All questions were presented in a true/false format and while some were well-worded and concise, a few proved to be difficult to answer. One in particular that generated some discussion between us and our table-mate was, “Victims of childhood sexual abuse are statistically more likely to develop cancer and type 2 diabetes as adults.”
At first glance, we were all tempted to mark this one as false. After all, how could one draw a direct line from childhood sexual trauma to adult cancer? However, I began to reason out-loud that such trauma could perhaps lead to anxiety and addictive behavior which could in turn manifest itself as a nicotine habit which is statistically-likely to lead to a cancer diagnosis. My wife, eagerly jumping on this train of thought, added that the same anxiety and behavior could lead to compulsive overeating which, one could argue, is a harbinger for type 2 diabetes.

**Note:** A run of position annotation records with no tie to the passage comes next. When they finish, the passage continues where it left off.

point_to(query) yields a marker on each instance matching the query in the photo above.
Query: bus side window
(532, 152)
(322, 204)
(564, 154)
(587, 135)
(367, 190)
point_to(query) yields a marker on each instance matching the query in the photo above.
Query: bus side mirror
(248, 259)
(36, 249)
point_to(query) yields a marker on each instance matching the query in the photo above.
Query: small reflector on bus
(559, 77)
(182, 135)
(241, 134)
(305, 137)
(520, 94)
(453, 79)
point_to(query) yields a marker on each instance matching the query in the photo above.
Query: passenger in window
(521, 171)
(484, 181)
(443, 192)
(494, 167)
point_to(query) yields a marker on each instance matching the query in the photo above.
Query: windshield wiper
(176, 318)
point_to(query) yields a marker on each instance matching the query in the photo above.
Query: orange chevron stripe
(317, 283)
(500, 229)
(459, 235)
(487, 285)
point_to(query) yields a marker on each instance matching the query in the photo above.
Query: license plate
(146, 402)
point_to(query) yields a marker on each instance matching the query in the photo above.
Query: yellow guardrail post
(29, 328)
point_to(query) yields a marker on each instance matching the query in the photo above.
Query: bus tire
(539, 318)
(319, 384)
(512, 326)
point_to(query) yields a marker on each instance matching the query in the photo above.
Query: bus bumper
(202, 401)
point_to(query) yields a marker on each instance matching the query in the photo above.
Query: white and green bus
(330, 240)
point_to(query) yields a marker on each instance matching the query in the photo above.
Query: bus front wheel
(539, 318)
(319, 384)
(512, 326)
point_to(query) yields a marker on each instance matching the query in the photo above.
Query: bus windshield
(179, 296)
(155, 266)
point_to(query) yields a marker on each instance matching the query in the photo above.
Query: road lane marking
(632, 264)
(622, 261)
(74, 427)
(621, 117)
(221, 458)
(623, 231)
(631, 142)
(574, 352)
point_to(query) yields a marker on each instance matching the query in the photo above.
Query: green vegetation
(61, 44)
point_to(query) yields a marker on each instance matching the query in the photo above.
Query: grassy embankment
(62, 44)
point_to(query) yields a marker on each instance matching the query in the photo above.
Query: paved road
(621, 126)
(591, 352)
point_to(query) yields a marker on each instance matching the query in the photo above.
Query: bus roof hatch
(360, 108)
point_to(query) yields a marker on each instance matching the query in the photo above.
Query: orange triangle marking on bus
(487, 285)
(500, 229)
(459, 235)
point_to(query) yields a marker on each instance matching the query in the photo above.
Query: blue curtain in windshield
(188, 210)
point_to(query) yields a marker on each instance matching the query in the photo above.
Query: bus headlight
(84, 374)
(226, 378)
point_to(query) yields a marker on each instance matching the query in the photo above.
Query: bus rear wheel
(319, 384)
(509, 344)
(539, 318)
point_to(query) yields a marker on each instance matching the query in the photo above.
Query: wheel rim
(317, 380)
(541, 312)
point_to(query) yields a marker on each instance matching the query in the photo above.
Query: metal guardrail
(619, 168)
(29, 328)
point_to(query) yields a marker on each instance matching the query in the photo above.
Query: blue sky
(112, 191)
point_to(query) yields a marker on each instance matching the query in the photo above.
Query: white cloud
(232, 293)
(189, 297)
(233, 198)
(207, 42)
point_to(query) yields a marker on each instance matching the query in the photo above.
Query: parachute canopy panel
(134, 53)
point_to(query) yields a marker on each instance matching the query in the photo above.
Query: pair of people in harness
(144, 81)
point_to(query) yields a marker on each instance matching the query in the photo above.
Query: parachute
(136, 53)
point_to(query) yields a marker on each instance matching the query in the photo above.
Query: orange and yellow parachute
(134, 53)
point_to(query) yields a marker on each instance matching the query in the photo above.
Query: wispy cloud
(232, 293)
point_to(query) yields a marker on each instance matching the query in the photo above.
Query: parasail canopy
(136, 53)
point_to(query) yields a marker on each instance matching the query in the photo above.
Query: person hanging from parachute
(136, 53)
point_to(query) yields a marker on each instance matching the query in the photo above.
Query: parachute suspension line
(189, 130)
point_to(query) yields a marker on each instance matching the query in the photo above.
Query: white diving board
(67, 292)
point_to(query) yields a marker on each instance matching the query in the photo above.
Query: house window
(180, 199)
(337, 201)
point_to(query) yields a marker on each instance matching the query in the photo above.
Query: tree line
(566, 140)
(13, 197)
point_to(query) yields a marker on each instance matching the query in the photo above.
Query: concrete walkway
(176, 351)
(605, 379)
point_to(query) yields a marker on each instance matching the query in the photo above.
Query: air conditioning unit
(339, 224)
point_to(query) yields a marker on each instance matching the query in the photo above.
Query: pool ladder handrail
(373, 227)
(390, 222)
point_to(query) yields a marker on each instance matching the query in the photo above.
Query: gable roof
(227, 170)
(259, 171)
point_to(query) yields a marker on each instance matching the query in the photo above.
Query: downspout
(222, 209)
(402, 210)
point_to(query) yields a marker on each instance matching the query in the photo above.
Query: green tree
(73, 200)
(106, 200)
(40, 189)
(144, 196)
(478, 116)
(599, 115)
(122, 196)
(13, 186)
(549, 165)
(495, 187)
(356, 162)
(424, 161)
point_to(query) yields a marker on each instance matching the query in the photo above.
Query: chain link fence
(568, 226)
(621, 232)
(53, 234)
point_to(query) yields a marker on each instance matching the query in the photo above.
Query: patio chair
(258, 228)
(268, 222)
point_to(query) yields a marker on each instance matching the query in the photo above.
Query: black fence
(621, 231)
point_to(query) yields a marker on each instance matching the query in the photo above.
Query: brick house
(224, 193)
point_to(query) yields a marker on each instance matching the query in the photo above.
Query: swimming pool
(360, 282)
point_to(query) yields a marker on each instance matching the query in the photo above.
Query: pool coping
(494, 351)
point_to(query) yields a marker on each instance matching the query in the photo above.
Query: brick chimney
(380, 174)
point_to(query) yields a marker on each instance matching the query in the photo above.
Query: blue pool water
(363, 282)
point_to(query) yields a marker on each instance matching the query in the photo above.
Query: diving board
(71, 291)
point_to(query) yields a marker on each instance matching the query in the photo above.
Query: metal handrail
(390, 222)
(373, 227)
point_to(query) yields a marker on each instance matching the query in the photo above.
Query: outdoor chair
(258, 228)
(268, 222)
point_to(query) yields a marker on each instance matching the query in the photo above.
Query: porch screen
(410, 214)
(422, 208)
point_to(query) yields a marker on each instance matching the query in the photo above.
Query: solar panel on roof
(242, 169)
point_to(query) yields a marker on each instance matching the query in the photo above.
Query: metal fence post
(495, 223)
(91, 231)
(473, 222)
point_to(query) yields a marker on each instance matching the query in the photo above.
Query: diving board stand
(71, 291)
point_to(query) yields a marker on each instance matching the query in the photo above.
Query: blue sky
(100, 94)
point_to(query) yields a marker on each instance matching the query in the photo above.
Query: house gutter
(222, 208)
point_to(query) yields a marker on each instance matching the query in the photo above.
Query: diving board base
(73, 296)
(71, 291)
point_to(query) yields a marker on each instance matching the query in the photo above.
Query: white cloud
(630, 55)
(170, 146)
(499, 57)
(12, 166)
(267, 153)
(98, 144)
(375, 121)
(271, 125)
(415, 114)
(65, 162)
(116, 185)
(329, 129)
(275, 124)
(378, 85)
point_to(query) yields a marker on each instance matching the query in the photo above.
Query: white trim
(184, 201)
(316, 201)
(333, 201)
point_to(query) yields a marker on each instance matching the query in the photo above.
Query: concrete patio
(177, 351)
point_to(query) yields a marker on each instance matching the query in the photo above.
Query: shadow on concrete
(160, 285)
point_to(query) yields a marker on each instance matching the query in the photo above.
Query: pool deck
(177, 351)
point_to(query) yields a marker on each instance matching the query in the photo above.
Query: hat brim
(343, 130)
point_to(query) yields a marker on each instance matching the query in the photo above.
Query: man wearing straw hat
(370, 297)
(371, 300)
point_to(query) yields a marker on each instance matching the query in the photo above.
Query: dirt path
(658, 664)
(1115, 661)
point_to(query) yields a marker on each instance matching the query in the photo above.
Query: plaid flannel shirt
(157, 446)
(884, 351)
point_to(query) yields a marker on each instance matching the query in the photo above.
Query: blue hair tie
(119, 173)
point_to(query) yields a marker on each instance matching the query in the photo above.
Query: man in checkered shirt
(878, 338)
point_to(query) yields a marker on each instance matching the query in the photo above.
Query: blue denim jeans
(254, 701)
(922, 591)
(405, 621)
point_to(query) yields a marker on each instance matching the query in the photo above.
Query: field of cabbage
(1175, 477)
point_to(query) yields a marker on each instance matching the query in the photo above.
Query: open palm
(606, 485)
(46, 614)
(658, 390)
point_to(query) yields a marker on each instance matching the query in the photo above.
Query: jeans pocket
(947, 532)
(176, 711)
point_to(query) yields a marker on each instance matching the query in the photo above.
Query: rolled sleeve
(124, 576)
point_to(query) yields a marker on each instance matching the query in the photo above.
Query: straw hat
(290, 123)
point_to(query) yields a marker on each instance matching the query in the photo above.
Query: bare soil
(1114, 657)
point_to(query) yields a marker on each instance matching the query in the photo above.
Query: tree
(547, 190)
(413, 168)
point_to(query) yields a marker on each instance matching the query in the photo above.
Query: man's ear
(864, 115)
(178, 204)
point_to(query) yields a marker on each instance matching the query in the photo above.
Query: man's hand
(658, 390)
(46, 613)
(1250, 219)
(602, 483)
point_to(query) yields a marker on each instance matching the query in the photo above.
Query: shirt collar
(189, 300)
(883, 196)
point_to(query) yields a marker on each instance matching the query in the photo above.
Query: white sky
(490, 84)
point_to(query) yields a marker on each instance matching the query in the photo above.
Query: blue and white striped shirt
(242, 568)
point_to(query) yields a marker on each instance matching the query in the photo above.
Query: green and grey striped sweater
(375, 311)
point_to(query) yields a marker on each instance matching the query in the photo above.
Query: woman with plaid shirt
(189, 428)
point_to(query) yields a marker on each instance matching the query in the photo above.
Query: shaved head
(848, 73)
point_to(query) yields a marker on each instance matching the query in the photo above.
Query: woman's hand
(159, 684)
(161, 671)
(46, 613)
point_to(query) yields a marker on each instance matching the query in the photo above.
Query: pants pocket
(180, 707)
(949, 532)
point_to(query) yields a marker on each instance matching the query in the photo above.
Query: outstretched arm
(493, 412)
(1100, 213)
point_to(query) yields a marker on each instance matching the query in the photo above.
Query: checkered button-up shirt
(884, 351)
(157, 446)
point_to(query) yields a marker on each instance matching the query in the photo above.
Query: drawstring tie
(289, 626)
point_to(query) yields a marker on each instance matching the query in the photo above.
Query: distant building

Basking in the glow of our impeccable reasoning, we glanced at our table-mate for input but she appeared to have become somewhat sullen. A few moments later, she left the table to smoke a cigarette and returned to the table with a plate of two-dozen tater-tots which she consumed in silence.
Once again, I had managed to place my foot directly into my mouth but quickly rejected the idea of addressing it. What would I even say? “I know earlier my wife and I implied that a nicotine habit and robust appetite could indicate child-hood abuse and an untimely demise but we weren’t talking about you just because you enjoy menthols and have a penchant for tater-tots.” I decided that any continued conversation would be futile so we simply waited for the next video segment where a woman with severe eyebrows would lead us through the participant guide.
At the course’s conclusion (which was extremely worthwhile even if from a parenting perspective) we were given a post-training quiz. As the facilitator walked us through the correct answers on the post-quiz, several attendees would speak the answers out loud. For the most part, this process was handled with the dignity and emotional gravity demanded by the subject matter.
There was, however, one table that seemed to be under the impression that we were participating in bar trivia. As one speaker was leading us through statistics they would often shout “True” or “False” ahead of the conclusion of the sentence. There was also a few extremely awkward moments of inappropriate clapping if their answers were correct:
Speaker - 90% of child abuse cases are perpetrated by someone the family knows an……
Table 3 –True! True!
Speaker – That is true. [Clapping from table 3]
At least they weren’t taking shots for correct answers.
All in all, I would encourage anyone to attend child-abuse awareness training as we should take every opportunity to end this scourge that has tainted so many lives. Just try to refrain from victory dances when you correctly guess a statistic.